We give everyone and anyone blame – except ourselves. So here we are in the very first book of the Bible, just after God created this lovely paradise for us to live in, and we’ve already made decisions to eat the forbidden fruit, followed by hiding from our sin, followed by blaming God, blaming each other, and finally blaming the devil.

What a tragedy!

This tragic story in the Bible is almost the opposite of modern autobiographies. Most autobiographies are filled with conquest, overcoming the odds and victories. It’s often the same way whenever we talk about ourselves. We like to put our best foot forward and make ourselves look good.

But unlike the victorious autobiographies, or our own stories of self importance, the Bible doesn’t try to make people into heroes. Instead the Bible is filled with stories about individual people and nations who constantly struggled with their faith and sinful nature. It is filled with stories about prodigal sons and lost sheep stories about doubters and people who constantly made mistakes.
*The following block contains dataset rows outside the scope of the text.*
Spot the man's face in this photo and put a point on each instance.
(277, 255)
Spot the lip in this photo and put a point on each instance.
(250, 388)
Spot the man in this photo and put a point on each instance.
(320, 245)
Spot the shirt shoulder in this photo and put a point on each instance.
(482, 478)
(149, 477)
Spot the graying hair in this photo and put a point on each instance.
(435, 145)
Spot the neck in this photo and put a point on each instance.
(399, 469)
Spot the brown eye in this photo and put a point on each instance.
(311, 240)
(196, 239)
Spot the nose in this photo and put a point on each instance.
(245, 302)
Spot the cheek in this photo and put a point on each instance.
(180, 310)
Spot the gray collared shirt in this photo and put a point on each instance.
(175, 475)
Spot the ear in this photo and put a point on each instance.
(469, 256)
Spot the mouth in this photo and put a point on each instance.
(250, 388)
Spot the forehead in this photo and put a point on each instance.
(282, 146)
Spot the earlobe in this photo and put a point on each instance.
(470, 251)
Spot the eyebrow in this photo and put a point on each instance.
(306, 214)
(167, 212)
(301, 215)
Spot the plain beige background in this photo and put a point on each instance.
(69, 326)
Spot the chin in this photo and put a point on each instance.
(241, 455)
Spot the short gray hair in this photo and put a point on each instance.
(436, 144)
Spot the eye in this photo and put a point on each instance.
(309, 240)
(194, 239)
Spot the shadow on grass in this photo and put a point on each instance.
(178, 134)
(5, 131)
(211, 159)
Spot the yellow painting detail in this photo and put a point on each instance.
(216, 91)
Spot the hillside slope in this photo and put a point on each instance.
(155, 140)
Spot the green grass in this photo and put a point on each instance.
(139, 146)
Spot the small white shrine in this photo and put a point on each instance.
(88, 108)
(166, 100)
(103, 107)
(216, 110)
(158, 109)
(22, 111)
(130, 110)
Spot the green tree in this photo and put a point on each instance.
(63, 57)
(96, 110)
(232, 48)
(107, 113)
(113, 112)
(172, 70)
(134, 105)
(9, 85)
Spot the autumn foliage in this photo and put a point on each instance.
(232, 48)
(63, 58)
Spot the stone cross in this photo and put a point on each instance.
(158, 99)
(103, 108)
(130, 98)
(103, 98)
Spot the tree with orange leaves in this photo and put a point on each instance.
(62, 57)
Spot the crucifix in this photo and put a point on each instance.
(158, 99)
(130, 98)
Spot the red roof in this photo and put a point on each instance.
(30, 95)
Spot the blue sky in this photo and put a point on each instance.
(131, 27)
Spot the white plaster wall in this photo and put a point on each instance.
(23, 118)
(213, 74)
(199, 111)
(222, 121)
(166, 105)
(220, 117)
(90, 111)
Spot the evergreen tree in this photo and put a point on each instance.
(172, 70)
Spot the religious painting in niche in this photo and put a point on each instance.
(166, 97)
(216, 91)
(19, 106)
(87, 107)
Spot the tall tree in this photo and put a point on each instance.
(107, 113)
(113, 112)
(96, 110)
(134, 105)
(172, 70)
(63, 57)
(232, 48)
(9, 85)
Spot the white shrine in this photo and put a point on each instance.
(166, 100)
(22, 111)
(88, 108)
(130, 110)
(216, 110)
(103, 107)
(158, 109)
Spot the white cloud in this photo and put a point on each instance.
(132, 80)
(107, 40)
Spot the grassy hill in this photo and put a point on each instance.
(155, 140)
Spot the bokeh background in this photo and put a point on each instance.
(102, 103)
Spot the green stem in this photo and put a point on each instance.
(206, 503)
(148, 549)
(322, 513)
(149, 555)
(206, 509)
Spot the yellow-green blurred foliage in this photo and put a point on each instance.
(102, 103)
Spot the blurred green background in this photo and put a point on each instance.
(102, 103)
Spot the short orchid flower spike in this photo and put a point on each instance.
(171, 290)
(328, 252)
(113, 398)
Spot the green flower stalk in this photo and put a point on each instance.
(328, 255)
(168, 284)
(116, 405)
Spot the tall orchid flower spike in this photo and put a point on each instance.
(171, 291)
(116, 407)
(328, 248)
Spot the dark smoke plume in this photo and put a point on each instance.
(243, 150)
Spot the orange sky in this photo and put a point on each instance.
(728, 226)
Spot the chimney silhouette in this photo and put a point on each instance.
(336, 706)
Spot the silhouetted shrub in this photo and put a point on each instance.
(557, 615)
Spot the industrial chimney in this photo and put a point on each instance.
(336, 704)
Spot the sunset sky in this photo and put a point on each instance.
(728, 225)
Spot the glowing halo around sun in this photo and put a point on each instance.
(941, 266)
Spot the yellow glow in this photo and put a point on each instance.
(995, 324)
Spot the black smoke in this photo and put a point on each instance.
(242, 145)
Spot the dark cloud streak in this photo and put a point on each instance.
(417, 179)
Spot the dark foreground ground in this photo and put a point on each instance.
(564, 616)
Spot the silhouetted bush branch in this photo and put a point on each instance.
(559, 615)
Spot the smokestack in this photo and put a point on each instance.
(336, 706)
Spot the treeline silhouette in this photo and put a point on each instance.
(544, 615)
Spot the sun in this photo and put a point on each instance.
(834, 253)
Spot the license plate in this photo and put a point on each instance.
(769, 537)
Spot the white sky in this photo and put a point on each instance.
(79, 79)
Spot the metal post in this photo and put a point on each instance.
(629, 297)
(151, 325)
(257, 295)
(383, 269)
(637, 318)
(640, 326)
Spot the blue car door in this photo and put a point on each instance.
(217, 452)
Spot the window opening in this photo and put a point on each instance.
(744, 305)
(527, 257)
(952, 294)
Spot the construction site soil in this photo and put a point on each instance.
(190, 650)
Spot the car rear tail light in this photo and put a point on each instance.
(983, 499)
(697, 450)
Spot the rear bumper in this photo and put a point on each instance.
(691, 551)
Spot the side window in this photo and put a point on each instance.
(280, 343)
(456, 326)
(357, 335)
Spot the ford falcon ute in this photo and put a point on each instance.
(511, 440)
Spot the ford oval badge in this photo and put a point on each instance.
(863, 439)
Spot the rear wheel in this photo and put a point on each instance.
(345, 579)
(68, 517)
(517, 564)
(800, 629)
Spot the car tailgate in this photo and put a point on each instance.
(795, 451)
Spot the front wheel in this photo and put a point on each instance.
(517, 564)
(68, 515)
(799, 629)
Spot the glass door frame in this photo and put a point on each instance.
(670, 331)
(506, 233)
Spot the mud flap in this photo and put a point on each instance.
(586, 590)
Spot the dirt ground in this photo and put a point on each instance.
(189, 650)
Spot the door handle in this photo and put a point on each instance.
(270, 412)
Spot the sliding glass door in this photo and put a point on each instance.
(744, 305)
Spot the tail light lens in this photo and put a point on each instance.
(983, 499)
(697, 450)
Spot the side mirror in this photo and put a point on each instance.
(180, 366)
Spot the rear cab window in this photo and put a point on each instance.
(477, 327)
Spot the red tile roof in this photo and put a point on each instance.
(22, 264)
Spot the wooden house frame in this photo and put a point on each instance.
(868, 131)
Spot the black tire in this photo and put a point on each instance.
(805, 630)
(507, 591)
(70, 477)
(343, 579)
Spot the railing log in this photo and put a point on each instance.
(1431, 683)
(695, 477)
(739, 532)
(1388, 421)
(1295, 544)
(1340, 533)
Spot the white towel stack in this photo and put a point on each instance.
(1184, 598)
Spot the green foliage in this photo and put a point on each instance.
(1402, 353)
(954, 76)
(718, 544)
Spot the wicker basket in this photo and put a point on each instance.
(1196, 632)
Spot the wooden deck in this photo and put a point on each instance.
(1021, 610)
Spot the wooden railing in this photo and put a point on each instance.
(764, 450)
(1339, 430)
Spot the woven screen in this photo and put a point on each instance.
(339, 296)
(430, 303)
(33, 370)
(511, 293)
Clearly, if someone was trying to write a book about “heroes” who never fell down and lived perfect lives, it is tough to find them in the Bible.

Yes, the Bible tells the truth. It says that all of us are fallen people who sin and fall short. From the very first couple who ate the forbidden fruit, we continually fall down.

• Look at the people of Israel who were rescued by Moses out of the slavery of Egypt. Remember how they walked through the Red Sea…. Yet they so quickly forgot what God had done for them.
• King David was a man who committed adultery, then murder and then denied the whole thing.
• Peter disowned Jesus.
• Thomas refused to believe that Jesus had risen from the dead.
• Paul himself said in Romans 7:17 “I decide to do good, but I don’t really do it; I decide not to do bad, but then I do it anyway.”

I fall down. And so do you. We all fall down, but God still loves you, even when you fall. There is something we can learn from the characters in the bible – that God loves you all the time right where you are at and He will help you to receive and understand this all so important truth.